The nation’s capital has long been the poster city for re-routing efforts. The fact that freight rail lines carrying PIH chemicals like chlorine and anhydrous ammonia routinely pass within blocks of the Capitol Building presents a particularly rich potential terrorist target. This is one of the reasons that the city government has tried to be pro-active in requiring the re-routing of such shipments.
In many instances there are Class 2 and Class 3 rail lines that would allow for re-routing of hazmat rail cars around the large cities and HTUAs. Unfortunately this causes potential problems of scheduling. With the Class 1 railroad transiting through the urban area, it would only drop off its hazmat cars for the bypass route. Those cars would wait until a smaller railroad formed up a train for movement around the urban area. They would then wait on the other end for the next Class 1 railroad scheduled freight train. Not only do the Class 1 railroads object to sharing their revenue with the smaller railroads, but the re-routing also causes potential delivery delays beyond the control of the Class 1 lines.
Security issues with these transfers cause additional problems. With the new railroad freight security rules going into full effect next week, there will have to be a physical, person-to-person hand-off of the PIH and other selected hazmat cars. This will pose manning issues for many of the Class 3 rail lines. Storage of those hazmat cars awaiting train formation is not yet covered by regulations, but railroads have agreed to try to minimize the idle time for PIH railcars.
If the long-run, through rail lines went around these urban areas instead of thru them there would be no reason for the Class 1 lines to carry these high-risk rail cars through urban areas. The only requirements would be for rail cars to be delivered to customers in the cities or HTUAs. This would be a significant reduction in hazmat volume.
This would be the long term solution to the hazmat problem. It would take time to plan for and acquire the land necessary for running the tracks around these urban areas. The railroads would be hard pressed to be able to afford these projects. It will take some sort of public-private partnership with much public money.
Fortunately, we are at a point where there are a number of issues that could be aided by establishing these out-of-urban-area routes. The rationalization of rail mass transit lines would be aided by freeing up these urban rail routes. These extra-urban rail rights of way would allow for the expansion of mass transit rail service to new areas. Many of the large freight yards in urban areas would no longer be needed, freeing up valuable land for revitalizing city centers. This would also ease some of the heavy truck traffic that served those freight yards.
Subscribe to:
Post Comments (Atom)
1 comment:
PJ: There may be good reasons to build new $10 billion-dollar rail lines around major cities like DC, as the National Capitol Planning Commission proposed. But they brazenly and disingenuously pretend it is for security reasons.

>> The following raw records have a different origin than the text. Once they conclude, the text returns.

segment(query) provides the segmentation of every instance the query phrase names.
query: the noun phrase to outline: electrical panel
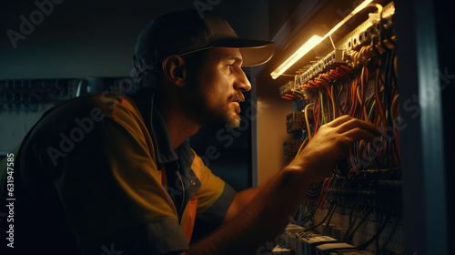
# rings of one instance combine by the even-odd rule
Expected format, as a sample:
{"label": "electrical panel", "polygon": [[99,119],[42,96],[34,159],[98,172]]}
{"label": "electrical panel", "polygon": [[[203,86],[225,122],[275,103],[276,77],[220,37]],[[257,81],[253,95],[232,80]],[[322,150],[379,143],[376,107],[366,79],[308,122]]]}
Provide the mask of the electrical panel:
{"label": "electrical panel", "polygon": [[[404,247],[393,2],[370,4],[367,18],[301,66],[279,87],[293,158],[321,126],[349,115],[373,123],[382,136],[360,140],[335,169],[307,191],[289,235],[295,254],[399,254]],[[364,15],[365,16],[365,15]],[[284,129],[284,128],[283,128]],[[297,147],[298,145],[298,148]]]}

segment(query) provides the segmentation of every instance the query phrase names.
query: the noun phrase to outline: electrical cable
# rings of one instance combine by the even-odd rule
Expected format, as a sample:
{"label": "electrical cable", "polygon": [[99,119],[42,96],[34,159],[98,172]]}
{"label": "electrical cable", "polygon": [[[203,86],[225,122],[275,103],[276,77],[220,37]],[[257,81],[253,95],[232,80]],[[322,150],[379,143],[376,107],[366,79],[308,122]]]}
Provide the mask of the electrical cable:
{"label": "electrical cable", "polygon": [[[309,128],[309,121],[308,121],[308,108],[309,107],[314,107],[314,103],[311,103],[311,104],[308,104],[306,107],[305,107],[305,110],[304,110],[304,115],[305,115],[305,122],[307,123],[307,129],[308,131],[308,140],[311,140],[311,128]],[[313,107],[313,111],[314,111],[314,107]]]}

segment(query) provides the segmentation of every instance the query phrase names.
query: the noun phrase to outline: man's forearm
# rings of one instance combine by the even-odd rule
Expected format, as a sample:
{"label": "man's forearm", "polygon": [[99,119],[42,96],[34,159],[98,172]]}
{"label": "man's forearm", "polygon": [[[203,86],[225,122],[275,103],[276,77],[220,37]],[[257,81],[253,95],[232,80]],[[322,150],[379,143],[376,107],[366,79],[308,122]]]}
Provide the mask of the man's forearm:
{"label": "man's forearm", "polygon": [[[261,187],[254,199],[228,224],[190,248],[189,254],[254,254],[281,233],[311,180],[290,167]],[[270,223],[270,224],[268,224]]]}

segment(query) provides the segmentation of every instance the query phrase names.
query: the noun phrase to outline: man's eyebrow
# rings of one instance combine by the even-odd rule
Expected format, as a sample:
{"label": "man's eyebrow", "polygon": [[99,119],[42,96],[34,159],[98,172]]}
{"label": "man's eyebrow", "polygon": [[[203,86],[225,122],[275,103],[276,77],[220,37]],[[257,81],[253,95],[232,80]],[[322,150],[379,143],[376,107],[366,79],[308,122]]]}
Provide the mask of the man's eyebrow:
{"label": "man's eyebrow", "polygon": [[238,57],[238,56],[229,56],[228,57],[228,60],[235,60],[235,61],[237,61],[237,62],[239,62],[240,64],[242,64],[242,63],[243,63],[243,58]]}

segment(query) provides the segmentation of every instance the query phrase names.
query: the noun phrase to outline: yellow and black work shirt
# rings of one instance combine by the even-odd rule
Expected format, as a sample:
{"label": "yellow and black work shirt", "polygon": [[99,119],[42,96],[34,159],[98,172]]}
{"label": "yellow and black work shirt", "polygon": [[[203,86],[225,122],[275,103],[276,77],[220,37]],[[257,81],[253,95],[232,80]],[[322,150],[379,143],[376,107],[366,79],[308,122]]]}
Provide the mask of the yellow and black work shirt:
{"label": "yellow and black work shirt", "polygon": [[187,142],[172,149],[153,97],[148,88],[85,96],[43,116],[15,160],[17,228],[26,231],[18,245],[46,254],[187,250],[179,224],[192,198],[197,227],[222,222],[234,189]]}

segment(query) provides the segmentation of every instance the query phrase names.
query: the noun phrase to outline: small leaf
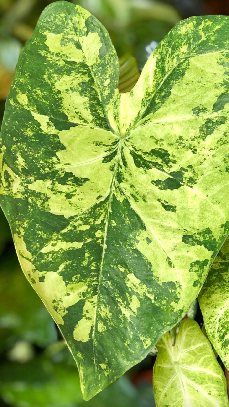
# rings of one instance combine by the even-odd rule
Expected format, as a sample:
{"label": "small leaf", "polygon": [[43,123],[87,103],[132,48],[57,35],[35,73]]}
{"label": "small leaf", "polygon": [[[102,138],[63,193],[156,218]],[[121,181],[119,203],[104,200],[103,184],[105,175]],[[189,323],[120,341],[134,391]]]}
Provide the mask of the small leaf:
{"label": "small leaf", "polygon": [[153,386],[157,407],[229,405],[223,372],[197,322],[182,321],[174,346],[169,333],[157,346]]}
{"label": "small leaf", "polygon": [[119,59],[118,89],[121,93],[129,92],[140,76],[134,57],[126,54]]}
{"label": "small leaf", "polygon": [[229,238],[207,275],[198,299],[210,341],[229,369]]}
{"label": "small leaf", "polygon": [[1,205],[85,399],[186,313],[229,232],[229,38],[228,17],[182,21],[120,94],[105,29],[57,2],[20,58]]}

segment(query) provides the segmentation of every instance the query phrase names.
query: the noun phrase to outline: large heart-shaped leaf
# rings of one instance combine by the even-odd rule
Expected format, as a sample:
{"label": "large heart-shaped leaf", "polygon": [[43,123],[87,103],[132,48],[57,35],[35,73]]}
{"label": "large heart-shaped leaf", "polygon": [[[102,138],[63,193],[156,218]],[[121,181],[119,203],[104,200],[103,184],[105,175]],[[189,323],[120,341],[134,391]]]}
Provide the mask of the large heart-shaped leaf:
{"label": "large heart-shaped leaf", "polygon": [[228,17],[183,21],[120,94],[106,30],[61,2],[20,57],[1,203],[85,399],[186,313],[228,234]]}
{"label": "large heart-shaped leaf", "polygon": [[223,371],[197,322],[182,321],[175,346],[169,333],[157,346],[153,386],[157,407],[228,407]]}
{"label": "large heart-shaped leaf", "polygon": [[207,335],[229,370],[229,238],[221,248],[198,297]]}

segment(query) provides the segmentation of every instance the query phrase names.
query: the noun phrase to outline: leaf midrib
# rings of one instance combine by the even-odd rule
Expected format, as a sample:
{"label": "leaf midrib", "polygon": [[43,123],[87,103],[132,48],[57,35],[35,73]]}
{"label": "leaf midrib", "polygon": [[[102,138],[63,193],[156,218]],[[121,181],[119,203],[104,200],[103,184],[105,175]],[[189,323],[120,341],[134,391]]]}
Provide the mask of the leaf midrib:
{"label": "leaf midrib", "polygon": [[96,352],[95,352],[95,335],[96,335],[96,320],[97,320],[97,315],[98,312],[98,307],[99,302],[99,295],[100,294],[100,286],[101,284],[101,281],[102,280],[102,277],[103,276],[103,261],[104,259],[104,256],[105,254],[105,252],[106,250],[106,242],[107,241],[107,230],[108,228],[108,223],[109,221],[109,216],[111,211],[111,203],[112,201],[112,197],[113,195],[113,190],[114,185],[114,182],[115,179],[116,178],[116,175],[117,173],[117,171],[118,170],[118,162],[120,158],[121,151],[123,145],[123,141],[122,139],[120,139],[117,152],[115,162],[114,166],[114,169],[113,171],[113,174],[112,178],[111,179],[111,185],[110,186],[110,190],[109,193],[109,200],[108,201],[108,204],[107,204],[107,220],[106,221],[106,223],[105,225],[105,228],[104,231],[104,237],[103,238],[103,250],[102,253],[102,258],[100,263],[100,267],[99,275],[99,280],[98,282],[98,285],[97,288],[97,297],[96,299],[96,303],[95,307],[95,312],[94,314],[94,325],[93,329],[92,330],[92,339],[93,342],[93,354],[94,354],[94,360],[95,363],[95,367],[96,369],[96,372],[97,372],[97,364],[96,362]]}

But you also mis-characterize the situation re the immediate re-routing by interchange of TIH cargoes which 10 major city councils and 2 state legislatures proposed to legislate after 9/11 raised the stakes of urban poison gas transit. [Railroad lobbies have so far defeated all protective re-routing mandates, and not one of the 46 US target cities is protected, fully 7 years after the 9/11 attacks.]
You don't need to use smaller railroads to go around most major target cities. To avoid Washington DC-Balt-Philly-Newark-NYC, you can use Norfolk Southern's I-81 corridor. Across the continent, to avoid the whole Great Lakes Cities corridor of Buffalo-Cleveland-Toledo-Gary-Chicago; or the heartland corridor of St Louis-KC-Denver-Salt Lake, etc. there are available major railroad alternatives. Please do not suggest that there is anything standing in the way of major TIH security risk reductions except brute railroad power -- they refuse to do it. Their "reason" is: it is the beginning of "re-regulation". You think any Americans have learned in the last year that we cannot afford to do without a government in the face of utterly reckless major corporate decisions? Duh.